Q.1: What qualifications are necessary to be an emergency manager?

Emergency managers need to be educated in the general principles of the profession, and be able to employ those principles in the jurisdiction that hires them. The test is whether they are able to help make their communities safer, and its resources useful, when they are needed. When I hire, or reject, applicants, I spend less time worshipping their resumes, and more time finding out if they will be effective in doing what needs to be done in a particular role.

Emergency managers will continue to be only as good as their last emergency. We need to model the behavior that allows us to be the first to assess our failings as well as our successes. It would be interesting to track case studies of what happened following publication of disaster after action reports. Did anything change?
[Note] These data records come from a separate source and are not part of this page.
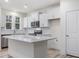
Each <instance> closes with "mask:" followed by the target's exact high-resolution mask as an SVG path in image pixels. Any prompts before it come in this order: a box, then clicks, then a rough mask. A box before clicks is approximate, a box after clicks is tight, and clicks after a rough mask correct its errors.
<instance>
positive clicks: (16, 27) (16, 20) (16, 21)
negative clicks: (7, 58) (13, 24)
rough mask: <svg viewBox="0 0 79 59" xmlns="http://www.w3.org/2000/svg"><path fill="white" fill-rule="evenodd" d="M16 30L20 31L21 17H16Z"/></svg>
mask: <svg viewBox="0 0 79 59" xmlns="http://www.w3.org/2000/svg"><path fill="white" fill-rule="evenodd" d="M15 29H20V17H18V16H15Z"/></svg>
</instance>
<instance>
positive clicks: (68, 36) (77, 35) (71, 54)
mask: <svg viewBox="0 0 79 59" xmlns="http://www.w3.org/2000/svg"><path fill="white" fill-rule="evenodd" d="M78 29H79V11H72V12H68V13H67V19H66V52H67V54H70V55H74V56H78V57H79V30H78Z"/></svg>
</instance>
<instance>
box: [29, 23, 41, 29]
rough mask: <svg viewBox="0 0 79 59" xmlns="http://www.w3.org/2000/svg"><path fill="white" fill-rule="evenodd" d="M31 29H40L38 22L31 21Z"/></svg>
mask: <svg viewBox="0 0 79 59" xmlns="http://www.w3.org/2000/svg"><path fill="white" fill-rule="evenodd" d="M31 27H32V28H38V27H40V21H33V22H31Z"/></svg>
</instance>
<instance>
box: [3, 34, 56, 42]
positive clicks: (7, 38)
mask: <svg viewBox="0 0 79 59" xmlns="http://www.w3.org/2000/svg"><path fill="white" fill-rule="evenodd" d="M3 37H4V38H7V39H9V40H18V41H22V42H28V43H34V42H40V41H45V40H52V39H56V37H54V36H44V35H41V36H31V35H10V36H3Z"/></svg>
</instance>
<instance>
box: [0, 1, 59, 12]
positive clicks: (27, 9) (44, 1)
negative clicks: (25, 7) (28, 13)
mask: <svg viewBox="0 0 79 59" xmlns="http://www.w3.org/2000/svg"><path fill="white" fill-rule="evenodd" d="M59 2H60V0H9V2H8V3H6V2H5V1H4V0H0V5H1V6H2V8H5V9H8V10H15V11H19V12H30V11H33V10H36V9H40V8H44V7H47V6H50V5H53V4H56V3H59ZM24 4H27V5H28V8H26V9H25V8H24Z"/></svg>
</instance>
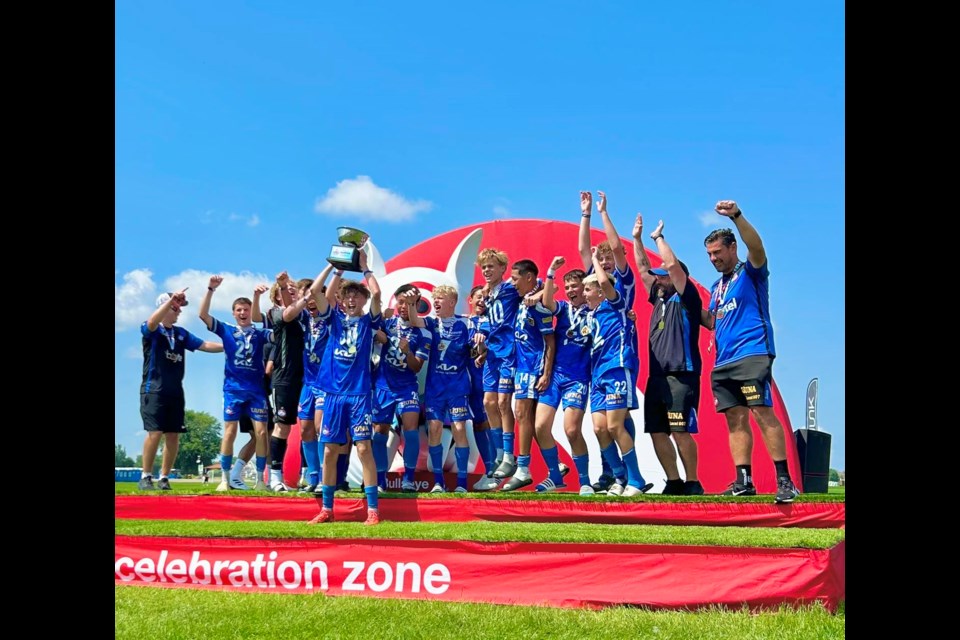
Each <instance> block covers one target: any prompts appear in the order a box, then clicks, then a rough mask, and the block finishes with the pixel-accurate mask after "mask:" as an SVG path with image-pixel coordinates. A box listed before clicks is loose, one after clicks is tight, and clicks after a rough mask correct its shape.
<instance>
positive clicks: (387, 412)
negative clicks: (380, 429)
mask: <svg viewBox="0 0 960 640" xmlns="http://www.w3.org/2000/svg"><path fill="white" fill-rule="evenodd" d="M404 413H417V414H419V413H420V394H419V393H417V390H416V389H413V390H411V391H401V392H400V393H395V392H393V391H391V390H390V389H382V388H380V387H377V388H376V389H374V390H373V421H374V422H375V423H377V424H388V423H391V422H393V416H394V415H396V416H397V417H400V416H401V415H403V414H404Z"/></svg>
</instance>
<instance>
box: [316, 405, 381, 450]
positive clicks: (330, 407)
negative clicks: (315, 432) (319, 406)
mask: <svg viewBox="0 0 960 640" xmlns="http://www.w3.org/2000/svg"><path fill="white" fill-rule="evenodd" d="M370 405H371V400H370V394H368V393H365V394H361V395H356V396H353V395H343V394H339V393H328V394H326V398H325V399H324V403H323V425H322V427H321V428H320V442H323V443H327V442H330V443H333V444H346V442H347V434H348V433H349V434H350V436H351V437H352V439H353V441H354V442H361V441H363V440H370V439H371V438H372V437H373V418H372V416H371V415H370Z"/></svg>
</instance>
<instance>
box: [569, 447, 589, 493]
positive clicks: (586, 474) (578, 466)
mask: <svg viewBox="0 0 960 640" xmlns="http://www.w3.org/2000/svg"><path fill="white" fill-rule="evenodd" d="M573 464H575V465H576V466H577V479H578V480H580V486H581V487H582V486H583V485H585V484H590V454H589V453H586V454H584V455H582V456H573Z"/></svg>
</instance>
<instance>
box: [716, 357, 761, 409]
mask: <svg viewBox="0 0 960 640" xmlns="http://www.w3.org/2000/svg"><path fill="white" fill-rule="evenodd" d="M710 381H711V383H712V386H713V403H714V407H715V408H716V410H717V411H720V412H723V411H726V410H727V409H729V408H730V407H772V406H773V389H772V384H773V358H771V357H770V356H750V357H747V358H744V359H743V360H737V361H736V362H731V363H730V364H727V365H724V366H722V367H718V368H716V369H714V370H713V374H712V375H711V377H710Z"/></svg>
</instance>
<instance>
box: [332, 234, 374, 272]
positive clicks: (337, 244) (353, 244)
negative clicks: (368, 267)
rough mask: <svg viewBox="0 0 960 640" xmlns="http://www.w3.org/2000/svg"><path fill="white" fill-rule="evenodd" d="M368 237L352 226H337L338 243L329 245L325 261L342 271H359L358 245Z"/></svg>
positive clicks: (364, 241) (360, 246) (367, 236)
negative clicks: (326, 255) (338, 243)
mask: <svg viewBox="0 0 960 640" xmlns="http://www.w3.org/2000/svg"><path fill="white" fill-rule="evenodd" d="M369 239H370V234H368V233H366V232H364V231H361V230H360V229H354V228H353V227H337V240H338V241H339V242H340V244H335V245H333V246H331V247H330V254H329V255H328V256H327V262H329V263H330V264H332V265H333V266H334V267H336V268H337V269H342V270H343V271H356V272H359V271H360V251H359V249H360V247H362V246H363V245H364V244H366V242H367V240H369Z"/></svg>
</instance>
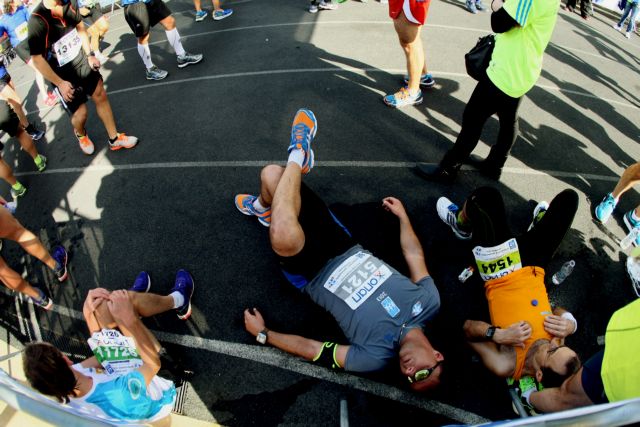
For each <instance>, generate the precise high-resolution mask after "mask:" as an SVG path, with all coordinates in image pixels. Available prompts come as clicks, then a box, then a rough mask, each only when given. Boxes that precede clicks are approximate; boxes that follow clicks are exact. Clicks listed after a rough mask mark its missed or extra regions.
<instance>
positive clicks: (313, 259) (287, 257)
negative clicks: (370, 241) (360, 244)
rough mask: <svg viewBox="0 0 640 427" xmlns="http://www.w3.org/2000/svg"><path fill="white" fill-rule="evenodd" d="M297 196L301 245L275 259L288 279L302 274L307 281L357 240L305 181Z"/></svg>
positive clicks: (303, 182)
mask: <svg viewBox="0 0 640 427" xmlns="http://www.w3.org/2000/svg"><path fill="white" fill-rule="evenodd" d="M300 198H301V205H300V215H299V216H298V222H299V223H300V225H301V226H302V230H303V231H304V237H305V241H304V247H303V248H302V250H301V251H300V252H298V253H297V254H296V255H293V256H290V257H282V256H278V261H279V263H280V267H281V268H282V269H283V270H284V271H285V275H287V277H288V278H289V280H290V281H291V277H290V276H302V277H301V278H304V279H305V280H304V282H307V283H308V282H310V281H311V280H313V278H314V277H315V276H316V275H317V274H318V273H319V272H320V270H321V269H322V268H323V267H324V266H325V265H326V264H327V262H328V261H329V260H331V259H332V258H335V257H336V256H338V255H341V254H343V253H345V252H346V251H347V250H348V249H350V248H351V247H353V246H354V245H355V244H356V243H355V241H354V240H353V239H352V238H351V236H350V235H349V233H348V231H347V230H346V229H345V228H344V226H343V225H342V224H341V223H340V222H339V221H338V219H337V218H336V217H335V216H334V215H333V213H332V212H331V211H330V210H329V208H328V207H327V205H326V204H325V203H324V202H323V201H322V199H321V198H320V197H319V196H318V195H317V194H316V193H314V192H313V190H311V189H310V188H309V187H307V186H306V185H305V183H304V182H303V183H302V185H301V187H300ZM292 283H293V282H292ZM294 285H296V286H297V287H301V286H298V285H297V284H296V283H294Z"/></svg>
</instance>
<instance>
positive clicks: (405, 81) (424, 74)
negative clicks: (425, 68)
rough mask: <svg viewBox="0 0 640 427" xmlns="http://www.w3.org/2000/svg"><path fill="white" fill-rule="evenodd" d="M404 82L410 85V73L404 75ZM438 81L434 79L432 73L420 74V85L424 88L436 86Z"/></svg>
mask: <svg viewBox="0 0 640 427" xmlns="http://www.w3.org/2000/svg"><path fill="white" fill-rule="evenodd" d="M404 84H406V85H408V84H409V75H408V74H405V75H404ZM435 84H436V81H435V80H434V79H433V76H432V75H431V73H427V74H423V75H421V76H420V87H423V88H427V89H428V88H430V87H433V86H435Z"/></svg>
Each of us tends to fall back on our training when challenged. I’m not certain that we need to meet some predetermined definition of some other profession when we attempt to establish ourselves as emergency management professionals. Ours is a field that draws persons that are already professional in approach, education, and training. I applaud those on the panel that have continued their education while helping to protect their communities, and I might suggest that those learning experiences, formal and informal, that help us keep our respective communities more disaster resilient are what we need to focus upon. There is a clock ticking leading up to our next disaster. I for one don’t intend to spend a lot of time gaining peer approval when that may not relate to my ability to fulfill my, yes, professional duties. The tests that I must pass are those that challenge my jurisdiction.

Q. 2: What is the role of the academic sector in educating 21st Century emergency managers?

21st century’s emergency managers need access and exposure to all the tools of the higher education system. That system needs to engage not only practitioners but needs to make the future easier by exposing a wide variety of individuals that may never enter our field professionally to the principles and impacts of emergency management.

To do this, higher education is going to need to draw out practical lessons and political realities. I have examples from my tenure in Seattle: my colleagues around the country have many more.

We can and should teach ethical decision-making, resource allocation, planning for events, the science of emergency politics, and the politics of science in government. We call somewhat facetiously the ongoing conversations with our newer staff “municipal science”, followed by the more advanced “municipal arts and crafts” (including budgeting, scheming and manipulation). One may smile at that, but there are lessons to be imparted related to survival in a governmental environment.

Higher education will never be more important to our craft. Indeed, with the demands on local emergency managers’ time higher education can play a pivotal role in capturing what we know and translating and conveying what we have learned into material that students, future citizens or future emergency managers, can use for the betterment of everyone.